第23話 1月14日(雪……綺麗なだけならいいのに)

 今朝は初雪が降り積もった。

 しかも、まだ止んでない。


「……はぁ」


 羽毛みたいな見た目をした大粒の雪が、自重でいそいそと地面に落ちていく。

 その光景は、窓の内側から見る分には綺麗だった。

 けれど『氷の塊が溶けずに残るほど外は寒いのだ』と、考えた途端、綺麗だなんて思えなくなり、布団にくるまりながら絶望した。



 積もったといってもせいぜい小指の先ほどの深さだが、雪が降ることすら珍しい地元にとって心躍る珍事には変わりない。

 無論。私の場合、積雪を楽しめるのは屋内に居る時だけなのだけど。


 重ねて履いたタイツの乏しい防寒性に顔をしかめつつ、駅に向かって歩く。

 途中、はしゃぎながら隣を走り去った小学生たちの私服長ズボンが心底羨ましく思えた。


「……さむ」


 真っ白な路面を一歩進むたび陰鬱な気分になる。

 でも、まあ……歩いた端から靴跡が残る足元を、多少はおもしろいとも思った。


 だけどこれは私の感性が子どもじみている訳じゃない。

 地元の人にとって雪が珍しいからだ。

 この辺りの大人なら、内心わくわくしながら窓からの外を見て、つい玄関から出てくることもあるだろう。 


 そう、


「おー……久しぶりに積もったなぁ」


 例えば彼のように。


「お。ちな、おはよう」

「……はぁ」


 御多分に漏れずのこのこ外へ出てきた彼を目にし、挨拶よりも先に溜息が出た。


「なんだよ、いきなり……雪積もってるんだぞ、雪」

「……だからでしょ」


 この寒い中、軽い気持ちで真っ新な処女地を踏み荒らし、満足したら屋内へと戻る人には、これから学校へ向かう私の気持ちはわからない。

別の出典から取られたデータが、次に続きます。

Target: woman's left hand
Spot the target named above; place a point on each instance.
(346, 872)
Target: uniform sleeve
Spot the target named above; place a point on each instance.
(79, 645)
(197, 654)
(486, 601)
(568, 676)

 まして、ぬくぬくと長ズボンで脚を守っているなら尚更だ。


「私はこれから寒空の下を通学するんです。あなたはどうせアレでしょ? 今も家の中では暖房が休まず動いてるんですよね……足元の雪を踏み固めながら、寒さに震える女子高生を見るのは楽しいですか?」

「えっと……大人しく仕事に戻ります」


 きっとにらみつけると、彼はそそくさと家に戻ろうとした。

 その後姿を見て「あっ」と思い出す。


「ねぇ、彩弓さんって、ビーズとか好き?」

「……ビーズ? は、ちょっとわからないな」

「なら、アクセサリーは?」

「……フェイクピアスは、いくつか持ってるって言ってたけど」


 再び口から漏れた溜息がもやのように溶けていく。


「あんまり参考にならないな……」

「えっと……ちな?」

「気にしないでください。じゃ、いってきます」


 「いってらしゃい」と首を傾げた彼を放って、通学は再開した。